Alien: Covenant (2017)
Director: Ridley Scott
Cast: Michael Fassbender, Katherine Waterston, Billy Crudup, Danny McBride
Synopsis: The crew of a colony ship, bound for a remote planet, discover an uncharted paradise with a threat beyond their imagination, and must attempt a harrowing escape.
Genre: Horror, Sci-Fi, Thriller
MPAA Rating: R (for sci-fi violence, bloody images, language and some sexuality/nudity)
Release Date: May 19, 2017
"In space, no one can hear you scream."
That was the famous tagline for Ridley Scott's original Alien (1979), a pioneering film in the science fiction canon that shocked audiences with its slow-burning horror, eerie atmosphere and yes, the horrifying original chest burster scene with John Hurt's character Kane. The film, however, also ushered in one of the first female science fiction heroines in Ellen Ripley (Sigourney Weaver), a bold move in that period where women in the genre were strongly looked at as supporting characters. After the success of Alien, James Cameron took the helm for the second entry Aliens, a film that improved on its predecessor in nearly every way, delivering action, suspense, horror, and even a bit of comedic elements mixed in among the characters. The film was honored at the Oscars for its pioneering use of special effects (particularly from Stan Winston's work on the animatronics) as well as Weaver's performance as Ripley, earning the first ever acting nomination for an action film in cinema history--and a female action hero at that.
In 2012, Ridley Scott returned to the alien world with Prometheus, a film that served as a quasi-prequel to the original Alien. Though the film delivered action, its main focus was on philosophical ideas about the origins of humanity--who created us and why. The film also didn't contain the signature "xenomorph" of the alien franchise or even the face huggers. As a result, the film was met with mixed reactions from fans and critics. Though he had plans to further explore the engineers (the creators of humanity) from Prometheus in his sequel, Ridley Scott catered to the fans and instead returned directly to the roots of Alien with Alien: Covenant.
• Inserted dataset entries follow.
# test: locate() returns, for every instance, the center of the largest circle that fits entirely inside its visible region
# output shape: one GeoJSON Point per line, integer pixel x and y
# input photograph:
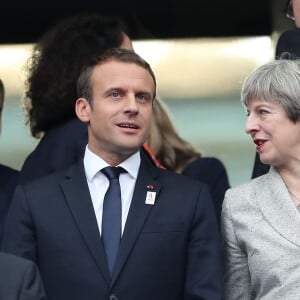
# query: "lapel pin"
{"type": "Point", "coordinates": [150, 198]}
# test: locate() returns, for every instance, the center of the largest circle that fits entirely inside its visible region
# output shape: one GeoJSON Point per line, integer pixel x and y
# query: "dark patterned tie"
{"type": "Point", "coordinates": [112, 215]}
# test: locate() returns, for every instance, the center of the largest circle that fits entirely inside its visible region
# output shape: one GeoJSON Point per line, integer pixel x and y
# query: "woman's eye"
{"type": "Point", "coordinates": [143, 97]}
{"type": "Point", "coordinates": [115, 94]}
{"type": "Point", "coordinates": [263, 111]}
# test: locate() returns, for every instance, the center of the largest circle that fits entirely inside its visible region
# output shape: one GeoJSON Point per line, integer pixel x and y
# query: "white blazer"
{"type": "Point", "coordinates": [260, 227]}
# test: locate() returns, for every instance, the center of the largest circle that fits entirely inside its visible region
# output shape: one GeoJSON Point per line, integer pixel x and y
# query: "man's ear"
{"type": "Point", "coordinates": [83, 108]}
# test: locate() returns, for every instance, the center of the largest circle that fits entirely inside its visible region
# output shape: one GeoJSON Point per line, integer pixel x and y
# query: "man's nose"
{"type": "Point", "coordinates": [131, 104]}
{"type": "Point", "coordinates": [252, 124]}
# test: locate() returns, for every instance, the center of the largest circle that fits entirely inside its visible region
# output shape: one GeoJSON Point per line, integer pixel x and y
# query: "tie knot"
{"type": "Point", "coordinates": [112, 172]}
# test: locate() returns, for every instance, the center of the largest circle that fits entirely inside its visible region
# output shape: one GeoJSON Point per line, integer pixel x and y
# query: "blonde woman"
{"type": "Point", "coordinates": [178, 155]}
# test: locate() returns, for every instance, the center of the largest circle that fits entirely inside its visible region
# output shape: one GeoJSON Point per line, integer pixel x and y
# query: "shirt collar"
{"type": "Point", "coordinates": [93, 164]}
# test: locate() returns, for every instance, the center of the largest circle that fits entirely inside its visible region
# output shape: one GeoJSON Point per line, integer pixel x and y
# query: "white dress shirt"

In Alien: Covenant, the crew of the space vessel Covenant are on a mission to colonize the planet Origae-6. En route to the planet, they pick up a radio transmission from another planet that supposedly contains a better atmosphere and living conditions than Origae-6. After some debating, they ultimately decide to travel to the newly discovered planet.
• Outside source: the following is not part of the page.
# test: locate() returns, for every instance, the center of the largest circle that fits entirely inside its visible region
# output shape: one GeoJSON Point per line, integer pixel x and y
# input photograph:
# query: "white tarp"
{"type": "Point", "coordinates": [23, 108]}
Alien: Covenant ratchets up the action from Prometheus, yet still contains a lot of philosophical ideas introduced in that film by commenting on humanity's current obsession with playing God and wielding power that is too strong for us to handle. It really uses the same ideas employed in Steven Spielberg's blockbuster hit Jurassic Park (1993) in that we as humans are constantly trying to become more powerful as a species--whether its inventing new technologies or creating life itself (think animal cloning and embryo implantation). Just as Jurassic Park proclaimed, Alien: Covenant warns us that many dangers come from playing with fire. Indeed, the best elements of Alien: Covenant are these philosophical ideas, since they are extremely relevant in today's power-hungry society and world.
The film, however, has many detractions. To start, the characters are dry. They aren't noteworthy, memorable, or characters you care about rooting for against the aliens. There is next to no light-hearted or comedic moments like those memorable ones found in Aliens (1986) and the characters themselves are not very bright at times, a frustrating element that fans complained about in Prometheus. The performances are solid enough, and Katherine Waterston gives it her all, but she lacks the depth, boldness, and intelligence of Ripley.
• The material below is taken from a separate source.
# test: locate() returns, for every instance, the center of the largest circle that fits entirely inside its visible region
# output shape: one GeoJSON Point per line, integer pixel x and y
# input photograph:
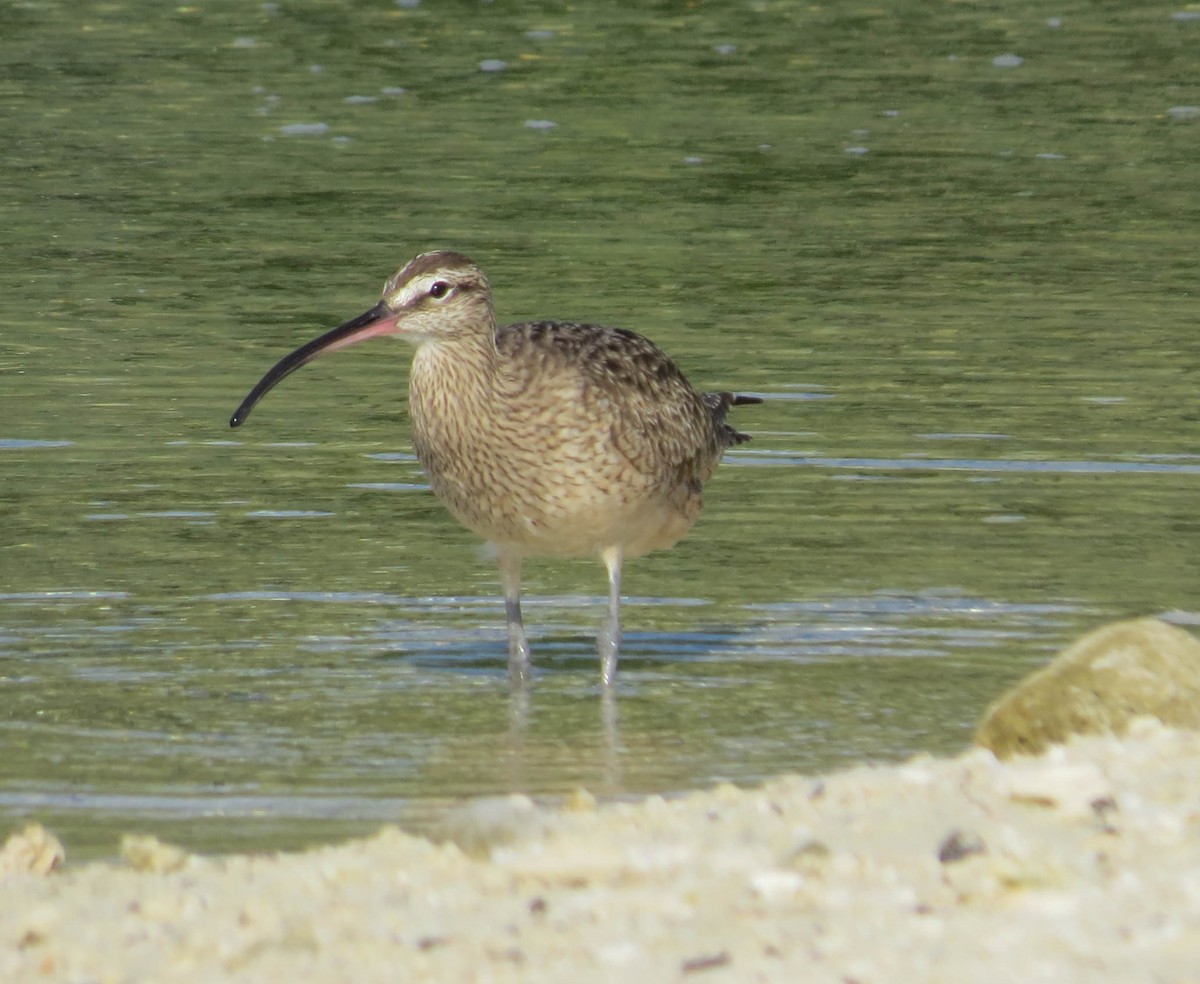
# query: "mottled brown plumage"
{"type": "Point", "coordinates": [546, 438]}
The special effects of Covenant are another frustrating negative element of the film. Nearly all of the alien effects are computer generated--gone are the tangible, physical, practical effects of Alien and Aliens that put the franchise at its terrifying levels of horror in the first place. The aliens' movement is also much swifter this time around, and it actually makes them less terrifying than when they were the slow walking, crawling creatures in the early installments. The film also places the aliens in broad daylight for several scenes, which not only painfully highlights the CGI, but also makes it flat-out less scary than if the scenes took place at night. (Just think how much of the terror would've been taken out if the crew in Aliens were looking for the aliens in the ship with all the lights on instead of near complete darkness). It seems Ridley Scott ignored things that worked beautifully in Alien and Aliens (dark scenes, rain-slicked environments, actors in costumes and animatronic creatures) and chose to adapt it for the 21st century. The worst part? The beloved xenomorph and facehuggers don't make their first appearance until the film is nearly 3/4 over. And this isn't to create tension---other creatures take their place for earlier scenes.
Alien: Covenant delivers poignant philosophical ideas (just like Prometheus) that harken back to Jurassic Park regarding humanity's ignorance in its quest to create and possess unchecked power. Even its philosophical agenda, however, can't quite save it from its bland characters and rudimentary special effects. It is several steps above the forgettable Alien 3 and Alien: Resurrection, but sadly also several steps below Alien and Aliens.